Salon – Everything you wanted to know about “Inception”

by InceptionEnding

in Inception Ending

So if it’s not about dreams, what is it about?

I’m glad you asked. The critic Glenn Kenny has posited that “Inception” is really a movie about video gaming, which certainly provides the inspiration for some of its dopier action sequences. But for me, it makes most sense as a movie about the shared dream of movies, those half-created, half-imagined worlds that are always co-creations of the filmmaker and her audience.

Consider Cobb’s advice to Ariadne about drawing from life without replicating it, which could double as a warning to a budding screenwriter too literally wed to “write what you know.” Or the notion that, in order for the incepted idea to take root in Fischer’s mind, it has to be stripped down to its emotional core, the way an actor will ground his performance by rooting it in his character’s most elemental needs. Eames uses the word “catharsis” to describe the desired result of the inception, a term that whose dramatic lineage goes back to Aristotle.

Cobb and Fischer’s parallel journeys both involve reconciling themselves with their past, coming to terms with it but also freeing themselves from it. If you read “Inception” as an analogue for filmmaking, then Fischer’s journey represents the artist breaking free from the influence of his artistic forbears, taking them apart and building something new from their component parts, and Cobb’s represents the creator freeing himself from the shackles of his own experience, gaining the ability to incorporate pieces of his personal history without being defined by it….

All right, enough waiting. Was it all a dream or not?

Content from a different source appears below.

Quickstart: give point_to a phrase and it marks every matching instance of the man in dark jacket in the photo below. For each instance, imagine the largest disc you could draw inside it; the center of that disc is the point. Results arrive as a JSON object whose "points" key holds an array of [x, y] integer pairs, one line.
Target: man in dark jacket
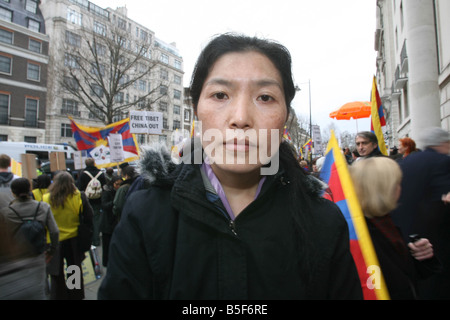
{"points": [[426, 178], [96, 204], [367, 145], [6, 178], [175, 241]]}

Here’s why it matters. If you can’t fall asleep within your own dream, then what seems to be the real world at the end of the movie must, in fact, be reality. We see Cobb dreaming his own dreams twice: First in Yusuf’s opium den, and second in the workshop when Ariadne sneaks into his dreams. If, on the other hand, Nolan only leaves one dreamer behind at each level to prevent us from getting too confused, then the jury is still out. He deliberately toys with our perceptions, repeating key phrases like “leap of faith” at all levels of reality, and filming Cobb’s flight through the streets of Mombasa from an overhead angle that makes the city look like a labyrinth — just like those his team manufactures in dreams.

Here’s why it doesn’t matter. The last shot isn’t directed at Cobb. It’s directed at us. Cobb isn’t watching the top. He spins it and leaves it behind. If this is a dream, he doesn’t want to know. The decision of whether he finally finds happiness or whether he has merely retreated once and for all into his own memories is ours to make. Nolan builds the structure, but he leaves us to fill in the details, the same way the subjects elaborate on the dreamers’ skeletal architecture. We can’t share dreams in real life, but movies bring us close. They tell us a story, or a piece of it, but the characters live on inside our heads after the lights have come up. What happens next is up to us.”